Add a root cause category field. Explicitly classify whether the incident was model, prompt, data, or infrastructure. This forces the postmortem author to commit to a classification rather than writing vague language like "the AI behaved unexpectedly."

Document quality metrics during the incident. What was the hallucination rate? What was the structured output compliance rate? These numbers belong in the postmortem the same way p99 latency belongs in a traditional postmortem. If you don't have these numbers, the "why we didn't catch it sooner" section writes itself.

Write action items that account for stochasticity. A traditional action item is "fix the bug." An AI postmortem action item might be: "Add hallucination rate monitoring with a 5% spike alerting threshold" or "Require semantic similarity evaluation in CI for all prompt changes." The point is not to eliminate stochasticity — that's impossible — but to make the degradation visible faster.

Add a "why wasn't this caught" section focused on eval gaps. The most common answer is that there was no production evaluation running that inspects output quality in real time. Naming that gap explicitly creates the pressure to close it.

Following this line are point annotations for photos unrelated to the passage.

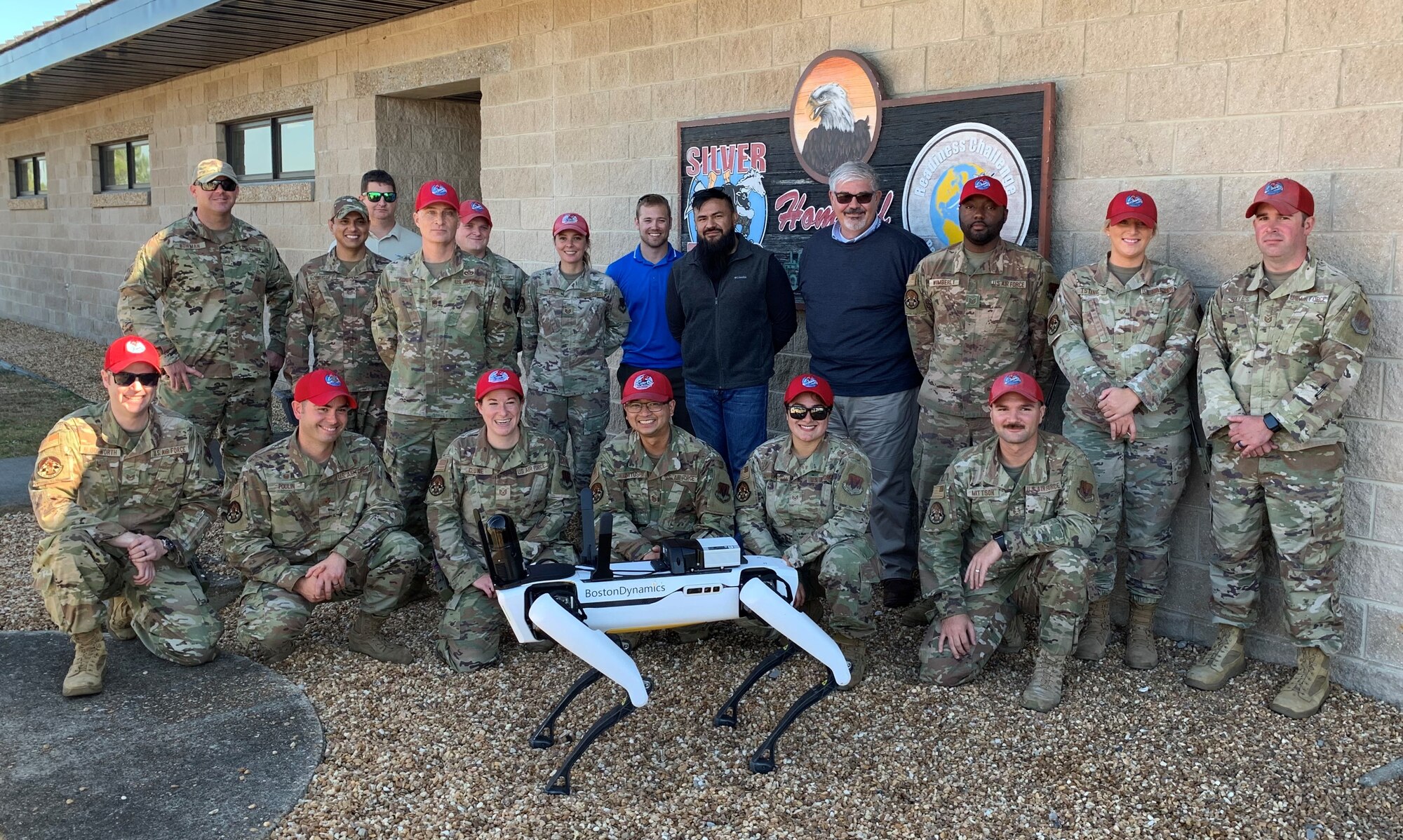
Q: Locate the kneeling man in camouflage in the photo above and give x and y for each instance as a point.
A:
(314, 520)
(126, 492)
(1025, 501)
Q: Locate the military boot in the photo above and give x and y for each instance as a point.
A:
(1221, 664)
(855, 651)
(120, 619)
(89, 663)
(1140, 639)
(1308, 689)
(1045, 691)
(1096, 633)
(365, 639)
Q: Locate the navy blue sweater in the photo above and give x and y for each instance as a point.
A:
(854, 308)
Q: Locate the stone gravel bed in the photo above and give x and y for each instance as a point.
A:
(422, 752)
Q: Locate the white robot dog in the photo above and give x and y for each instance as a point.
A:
(694, 583)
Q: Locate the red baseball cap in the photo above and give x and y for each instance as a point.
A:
(987, 187)
(1015, 382)
(807, 384)
(647, 385)
(499, 379)
(1286, 196)
(474, 210)
(570, 222)
(322, 388)
(1133, 204)
(436, 193)
(128, 351)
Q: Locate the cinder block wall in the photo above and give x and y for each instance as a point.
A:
(1196, 102)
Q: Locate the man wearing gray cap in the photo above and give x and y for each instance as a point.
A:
(332, 301)
(213, 274)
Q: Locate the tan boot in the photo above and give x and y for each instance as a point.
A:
(89, 663)
(1140, 639)
(120, 619)
(855, 651)
(365, 639)
(1308, 689)
(1221, 664)
(1096, 633)
(1045, 691)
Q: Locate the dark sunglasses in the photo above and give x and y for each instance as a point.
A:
(127, 378)
(798, 412)
(847, 198)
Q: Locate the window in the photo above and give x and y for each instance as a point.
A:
(32, 176)
(126, 166)
(273, 149)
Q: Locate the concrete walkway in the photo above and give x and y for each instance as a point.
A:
(213, 752)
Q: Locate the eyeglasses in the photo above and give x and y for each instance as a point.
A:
(127, 378)
(847, 198)
(639, 407)
(798, 412)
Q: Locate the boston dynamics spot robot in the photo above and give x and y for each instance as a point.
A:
(694, 583)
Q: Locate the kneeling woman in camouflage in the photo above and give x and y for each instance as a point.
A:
(126, 493)
(499, 469)
(805, 497)
(315, 518)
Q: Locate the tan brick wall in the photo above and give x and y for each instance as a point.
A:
(1196, 102)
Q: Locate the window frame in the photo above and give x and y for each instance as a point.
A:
(37, 165)
(133, 184)
(274, 123)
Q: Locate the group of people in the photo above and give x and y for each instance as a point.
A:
(914, 454)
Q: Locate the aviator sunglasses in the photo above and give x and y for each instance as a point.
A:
(127, 378)
(798, 412)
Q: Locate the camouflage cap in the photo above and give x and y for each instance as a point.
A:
(346, 205)
(211, 169)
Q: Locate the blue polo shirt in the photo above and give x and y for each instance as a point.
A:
(645, 288)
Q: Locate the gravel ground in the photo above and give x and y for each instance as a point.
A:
(423, 752)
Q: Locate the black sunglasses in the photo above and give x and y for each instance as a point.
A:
(864, 198)
(798, 412)
(127, 378)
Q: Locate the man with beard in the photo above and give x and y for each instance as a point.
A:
(973, 311)
(732, 309)
(1025, 504)
(852, 278)
(643, 280)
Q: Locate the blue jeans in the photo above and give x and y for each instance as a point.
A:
(730, 421)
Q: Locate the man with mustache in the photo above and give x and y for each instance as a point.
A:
(1280, 351)
(1025, 503)
(973, 311)
(732, 308)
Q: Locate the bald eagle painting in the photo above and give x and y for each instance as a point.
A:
(838, 138)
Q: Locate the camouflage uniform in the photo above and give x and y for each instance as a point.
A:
(1049, 520)
(333, 305)
(437, 336)
(569, 330)
(1297, 353)
(213, 287)
(531, 486)
(1137, 336)
(813, 513)
(966, 329)
(687, 493)
(95, 482)
(290, 513)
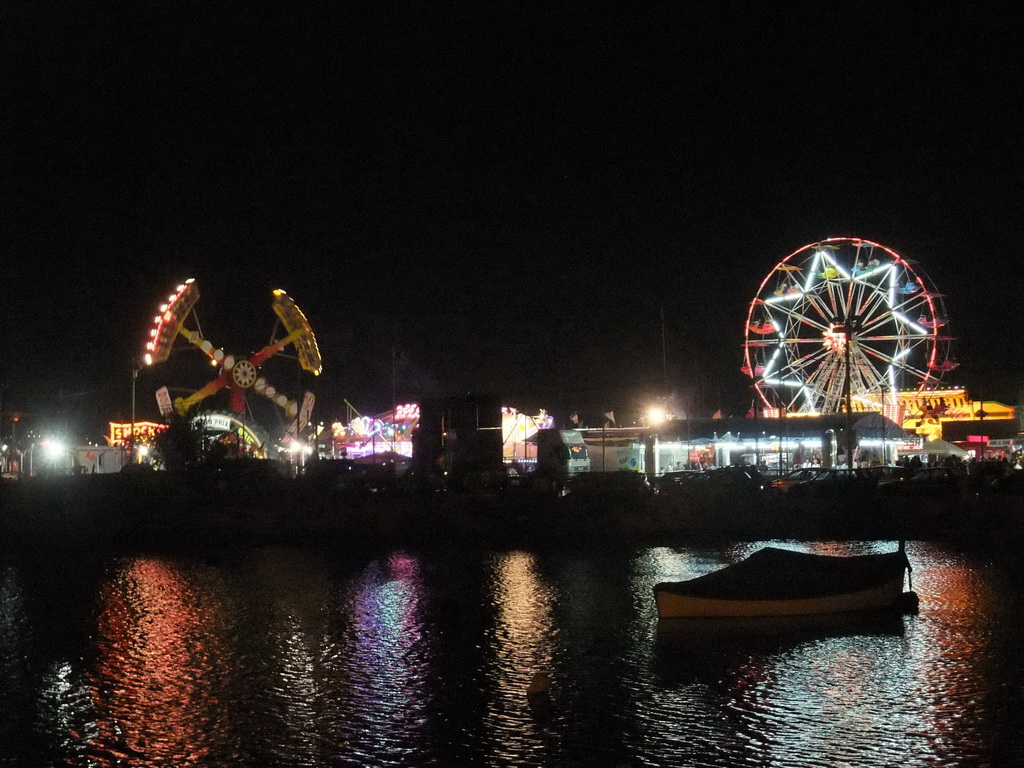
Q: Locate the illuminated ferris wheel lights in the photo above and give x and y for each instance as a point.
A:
(906, 321)
(836, 265)
(872, 272)
(784, 297)
(853, 305)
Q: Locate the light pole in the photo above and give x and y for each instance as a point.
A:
(131, 438)
(847, 330)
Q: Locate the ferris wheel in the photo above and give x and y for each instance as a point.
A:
(844, 312)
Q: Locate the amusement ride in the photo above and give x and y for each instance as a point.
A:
(240, 374)
(844, 321)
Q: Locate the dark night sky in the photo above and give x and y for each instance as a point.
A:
(506, 196)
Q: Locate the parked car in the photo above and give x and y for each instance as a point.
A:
(803, 474)
(930, 482)
(726, 483)
(671, 481)
(836, 484)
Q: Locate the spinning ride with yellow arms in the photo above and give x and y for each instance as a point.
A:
(240, 374)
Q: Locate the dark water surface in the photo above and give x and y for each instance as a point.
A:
(298, 657)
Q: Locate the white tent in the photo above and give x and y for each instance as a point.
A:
(941, 448)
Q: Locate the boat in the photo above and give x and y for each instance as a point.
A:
(776, 582)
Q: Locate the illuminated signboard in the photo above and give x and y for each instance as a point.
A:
(145, 431)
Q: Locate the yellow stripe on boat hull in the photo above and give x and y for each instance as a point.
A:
(681, 606)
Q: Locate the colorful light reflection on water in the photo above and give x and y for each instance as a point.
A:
(281, 656)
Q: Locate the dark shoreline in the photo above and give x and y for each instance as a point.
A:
(166, 512)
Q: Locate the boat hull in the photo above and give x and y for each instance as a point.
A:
(887, 595)
(776, 582)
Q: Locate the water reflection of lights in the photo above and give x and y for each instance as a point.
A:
(151, 688)
(389, 664)
(522, 644)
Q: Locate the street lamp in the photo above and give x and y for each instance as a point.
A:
(847, 330)
(131, 438)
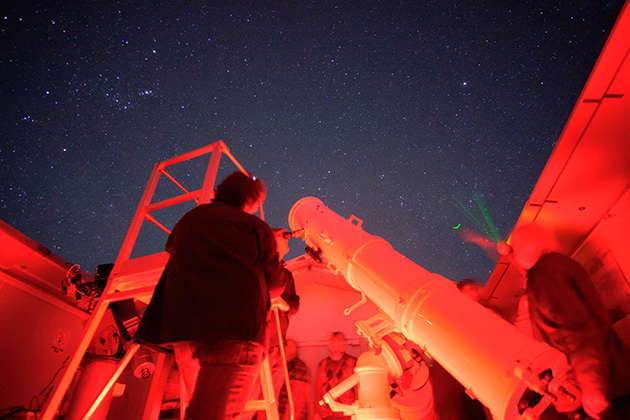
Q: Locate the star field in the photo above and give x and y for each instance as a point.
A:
(384, 110)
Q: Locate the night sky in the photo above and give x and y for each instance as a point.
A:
(387, 110)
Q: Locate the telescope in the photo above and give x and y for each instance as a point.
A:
(509, 372)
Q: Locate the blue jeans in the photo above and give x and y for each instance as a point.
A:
(226, 374)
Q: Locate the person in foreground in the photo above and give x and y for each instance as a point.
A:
(212, 299)
(567, 313)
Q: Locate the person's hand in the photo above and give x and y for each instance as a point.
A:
(281, 304)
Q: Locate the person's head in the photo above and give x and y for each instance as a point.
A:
(290, 349)
(337, 345)
(471, 288)
(531, 241)
(241, 191)
(282, 243)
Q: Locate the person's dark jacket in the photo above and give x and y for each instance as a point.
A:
(223, 263)
(567, 313)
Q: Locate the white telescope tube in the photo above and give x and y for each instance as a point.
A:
(480, 349)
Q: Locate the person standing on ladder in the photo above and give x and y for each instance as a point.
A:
(212, 299)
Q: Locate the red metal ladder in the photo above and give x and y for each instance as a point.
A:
(133, 278)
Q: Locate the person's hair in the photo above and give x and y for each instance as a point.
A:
(465, 282)
(239, 190)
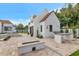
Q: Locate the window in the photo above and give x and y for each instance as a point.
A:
(41, 28)
(50, 28)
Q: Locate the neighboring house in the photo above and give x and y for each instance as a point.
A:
(45, 24)
(6, 27)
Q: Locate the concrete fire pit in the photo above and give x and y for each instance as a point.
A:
(30, 46)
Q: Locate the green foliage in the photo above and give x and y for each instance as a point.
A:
(69, 16)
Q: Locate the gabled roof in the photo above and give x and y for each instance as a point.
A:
(5, 21)
(46, 16)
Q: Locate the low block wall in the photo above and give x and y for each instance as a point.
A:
(28, 48)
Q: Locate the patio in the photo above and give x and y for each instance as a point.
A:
(9, 48)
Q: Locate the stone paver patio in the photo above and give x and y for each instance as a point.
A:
(9, 48)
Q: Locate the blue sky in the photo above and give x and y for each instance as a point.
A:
(21, 12)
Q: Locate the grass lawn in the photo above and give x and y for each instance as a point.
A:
(76, 53)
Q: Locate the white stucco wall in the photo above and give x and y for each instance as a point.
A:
(28, 48)
(36, 21)
(7, 25)
(0, 28)
(51, 20)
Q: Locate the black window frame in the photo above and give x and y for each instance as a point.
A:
(50, 28)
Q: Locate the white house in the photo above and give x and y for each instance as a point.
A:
(6, 27)
(45, 24)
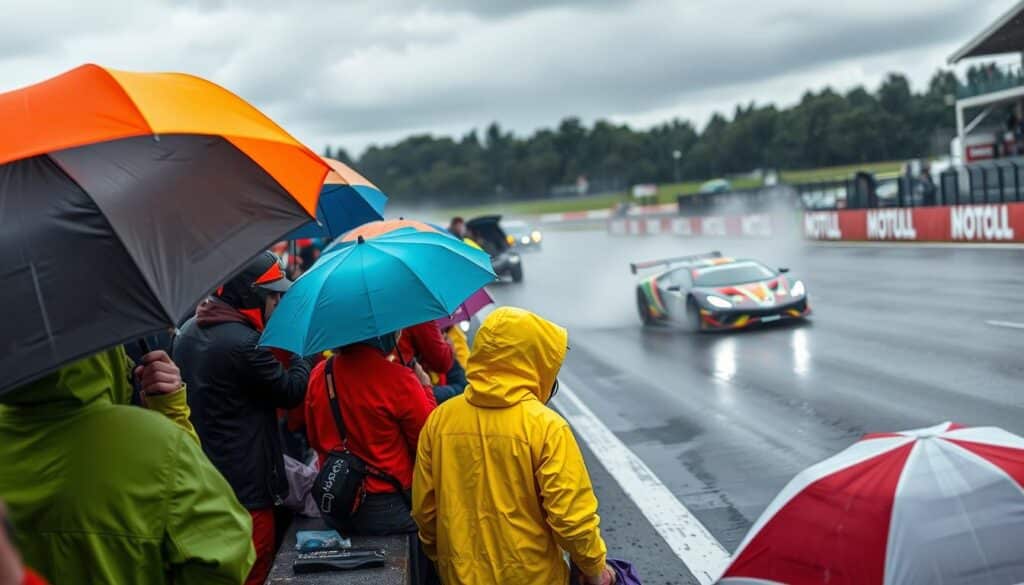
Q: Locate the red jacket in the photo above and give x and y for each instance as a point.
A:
(383, 406)
(426, 342)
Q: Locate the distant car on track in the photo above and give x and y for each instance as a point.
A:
(487, 233)
(522, 236)
(712, 292)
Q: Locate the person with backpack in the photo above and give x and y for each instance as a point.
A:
(372, 408)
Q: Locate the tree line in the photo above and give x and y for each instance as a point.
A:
(824, 128)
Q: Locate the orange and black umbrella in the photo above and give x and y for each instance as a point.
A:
(124, 199)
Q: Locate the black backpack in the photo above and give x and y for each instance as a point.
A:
(340, 486)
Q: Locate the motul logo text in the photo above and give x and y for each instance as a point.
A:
(822, 225)
(891, 224)
(980, 222)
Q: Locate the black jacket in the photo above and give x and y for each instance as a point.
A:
(233, 391)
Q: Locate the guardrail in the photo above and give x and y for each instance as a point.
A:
(989, 182)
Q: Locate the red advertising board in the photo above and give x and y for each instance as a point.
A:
(990, 222)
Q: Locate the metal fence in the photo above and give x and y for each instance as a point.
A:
(992, 181)
(745, 201)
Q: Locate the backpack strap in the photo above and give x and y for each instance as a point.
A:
(332, 397)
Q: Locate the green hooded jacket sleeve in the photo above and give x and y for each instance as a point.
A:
(203, 543)
(175, 407)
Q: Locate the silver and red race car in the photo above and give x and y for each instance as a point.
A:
(712, 292)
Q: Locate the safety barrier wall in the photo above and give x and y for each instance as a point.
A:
(747, 225)
(992, 222)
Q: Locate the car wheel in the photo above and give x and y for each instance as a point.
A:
(692, 316)
(643, 309)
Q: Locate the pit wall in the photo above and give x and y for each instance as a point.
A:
(747, 225)
(993, 222)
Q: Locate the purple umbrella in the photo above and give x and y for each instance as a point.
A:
(473, 304)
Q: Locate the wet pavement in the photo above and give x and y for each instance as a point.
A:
(900, 338)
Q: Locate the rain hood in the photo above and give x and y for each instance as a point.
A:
(103, 377)
(516, 357)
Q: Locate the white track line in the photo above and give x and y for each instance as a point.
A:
(1008, 324)
(701, 553)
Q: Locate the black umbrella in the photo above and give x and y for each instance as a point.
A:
(124, 200)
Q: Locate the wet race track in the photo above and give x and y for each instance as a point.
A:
(900, 338)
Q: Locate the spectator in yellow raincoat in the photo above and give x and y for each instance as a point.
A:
(501, 488)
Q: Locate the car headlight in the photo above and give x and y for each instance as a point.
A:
(718, 301)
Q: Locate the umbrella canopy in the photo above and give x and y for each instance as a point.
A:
(347, 200)
(936, 505)
(375, 228)
(466, 310)
(368, 288)
(126, 198)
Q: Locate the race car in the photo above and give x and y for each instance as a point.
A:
(713, 292)
(521, 236)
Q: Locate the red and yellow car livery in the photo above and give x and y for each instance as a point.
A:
(711, 291)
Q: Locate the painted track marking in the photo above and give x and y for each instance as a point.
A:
(684, 534)
(1007, 324)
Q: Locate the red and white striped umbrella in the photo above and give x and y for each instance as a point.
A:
(935, 505)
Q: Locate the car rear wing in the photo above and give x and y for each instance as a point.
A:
(634, 266)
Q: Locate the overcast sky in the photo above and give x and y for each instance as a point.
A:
(352, 73)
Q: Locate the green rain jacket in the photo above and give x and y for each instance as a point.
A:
(102, 492)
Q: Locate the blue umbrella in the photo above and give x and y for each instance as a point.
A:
(347, 200)
(368, 288)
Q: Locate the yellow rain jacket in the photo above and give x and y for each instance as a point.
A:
(500, 488)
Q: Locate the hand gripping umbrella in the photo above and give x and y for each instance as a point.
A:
(124, 199)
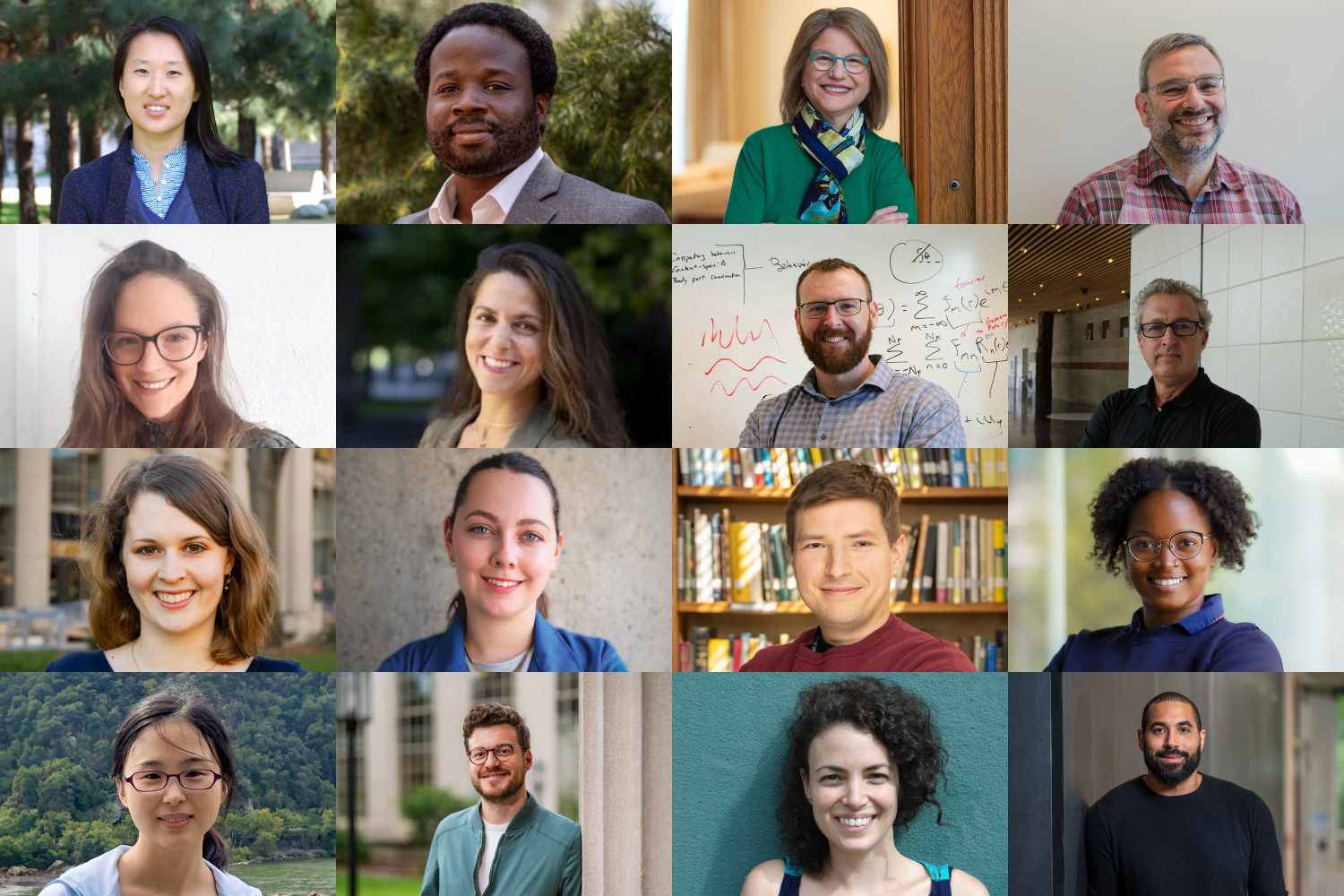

The Operational Readiness Checklist

Before shipping an AI feature to production, the following should be true:

• All prompt templates are version-controlled and can be rolled back independently of the application code.
• Model versions are pinned to specific release identifiers, not floating aliases.
• Feature flags exist for every AI-powered feature with a defined fallback path.
• Hallucination rate, refusal rate, and structured output compliance are instrumented and have baseline values with alert thresholds.
• An on-call runbook specific to AI features documents the four-category triage path.
• At least one graceful degradation mode is tested — typically returning cached data, a simplified response, or routing to a non-AI path.

Most teams ship the feature and build the runbook after the first incident. That works, but it means the first incident is your learning exercise. The cost of that lesson varies by domain — for a customer service chatbot it's embarrassing, for a medical summarization tool it can be dangerous.

Where This Is Heading

The SRE discipline is in the middle of a significant expansion. Reliability engineering for AI systems requires all the classic skills — on-call rotation design, postmortem culture, runbook maintenance — plus a new set of domain-specific capabilities: eval infrastructure, semantic monitoring, prompt lifecycle management, and model drift detection.

The teams that get ahead of this build evaluation infrastructure before they need it. They establish quality baselines when the system is healthy. They write their AI-specific runbooks when there's no incident pressure. And they treat model versioning with the same rigor they bring to application versioning.

The teams that don't get ahead of it discover all of this in the worst possible context: at 2am, trying to explain to a stakeholder why the AI feature is generating wrong answers and why their monitoring showed nothing was wrong.